Re: Terminating program in ProcessWndProcException
From: Joseph M. Newcomer (newcomer_at_flounder.com)
Date: 08/30/04
- Next message: Joseph M. Newcomer: "Re: message (event) timing"
- Previous message: Martin Aupperle: "Re: Message unknown: "Warning: initial dialog data is out of range.""
- In reply to: Martin Aupperle: "Re: Terminating program in ProcessWndProcException"
- Messages sorted by: [ date ] [ thread ]
Date: Mon, 30 Aug 2004 15:33:12 -0400
New/malloc failures are actually pretty easy to handle, and normally would not involve
exiting the program. Heap corruption has deep implications; what is really going to happen
if the process exits (e.g., how do you handle aborts of file modifications?)
Note that calling exit() invokes the onexit handler, which will do things like call
destructors, which can crash if there is enough memory corruption (a little
single-stepping on exit, or doing a backtrace after a crash on exit, reveals this whole
mechanism). This is going to try to do all the standard cleanup, which involves touching
the heap. Except that now there is no longer an exception handler present, because you are
in the last possible exception handler. Any kind of exception-throwing error at this point
is going to be very unpleasant.
You're already in the context of an exception handler. The world is in an unstable state.

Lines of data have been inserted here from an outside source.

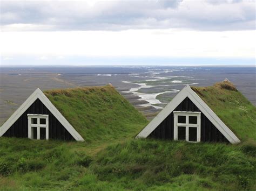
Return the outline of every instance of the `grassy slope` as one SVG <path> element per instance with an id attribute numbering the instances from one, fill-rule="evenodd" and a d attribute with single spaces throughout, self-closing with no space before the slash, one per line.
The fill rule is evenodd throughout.
<path id="1" fill-rule="evenodd" d="M 44 92 L 87 143 L 138 133 L 146 118 L 111 86 Z"/>
<path id="2" fill-rule="evenodd" d="M 100 110 L 89 110 L 85 103 L 78 104 L 78 108 L 87 109 L 86 115 L 95 117 L 98 114 L 101 119 L 87 121 L 90 126 L 78 124 L 81 133 L 90 135 L 84 137 L 85 142 L 0 138 L 0 189 L 256 189 L 255 142 L 231 145 L 134 140 L 147 123 L 145 119 L 112 87 L 92 89 L 46 93 L 52 101 L 58 102 L 55 104 L 59 109 L 66 107 L 71 114 L 75 111 L 69 104 L 77 104 L 72 94 L 86 97 L 86 105 L 92 108 L 99 103 Z M 69 101 L 64 102 L 65 96 Z M 124 104 L 129 109 L 127 113 L 117 112 Z M 81 111 L 79 115 L 84 117 L 85 114 Z M 112 115 L 120 115 L 125 123 L 106 121 L 103 128 L 104 117 Z M 69 119 L 72 123 L 75 118 Z"/>
<path id="3" fill-rule="evenodd" d="M 239 138 L 256 140 L 256 107 L 232 83 L 192 88 Z"/>
<path id="4" fill-rule="evenodd" d="M 0 139 L 0 189 L 255 190 L 256 145 Z M 97 147 L 95 147 L 97 148 Z"/>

It is not even clear that it is possible to set another exception frame at this point.
This might help, if it works at all. But if you call exit(), you invoke the whole
static-variable-destructor mechanism, which is going to end up touching the heap anyway.
The API call ::ExitProcess would be safest, but it won't terminate any threads that are
blocked in the kernel, which still poses problems. TerminateProcess is instantaneous, but
means that DLLs are not cleanly terminated, which means that if they have any shared state
(e.g., decrementing reference counts of COM objects) such shared state is not guaranteed
to be cleaned up properly.
DLL cleanup could touch the heap. Note that CloseHandle can throw an exception (exception
code 8, if I recall correctly). Any of the cleanups could touch the heap, in a way that
trips over the same corruption. Now you find yourself with the potential of recursively
entering the exception handler if another exception is taken as a side effect of the
"clean" exit, and it probably isn't set up to handle this recursion. Handling program
termination in the presence of serious data structure damage is a serious problem. In my
case, I actually had control of the heap allocator, and modified it so it had a "reset
heap" entry point. The entire heap was erased and reinitialized, and then I reconstructed,
by polling the operating system, all the state I needed to return to a somewhat sane
state. I never did find the bug that caused the heap damage, but I had the ability to do
things like enumerate all open handles, which is all that made it possible. If the handle
had a pending I/O request coming into my component, I completed it with an error status.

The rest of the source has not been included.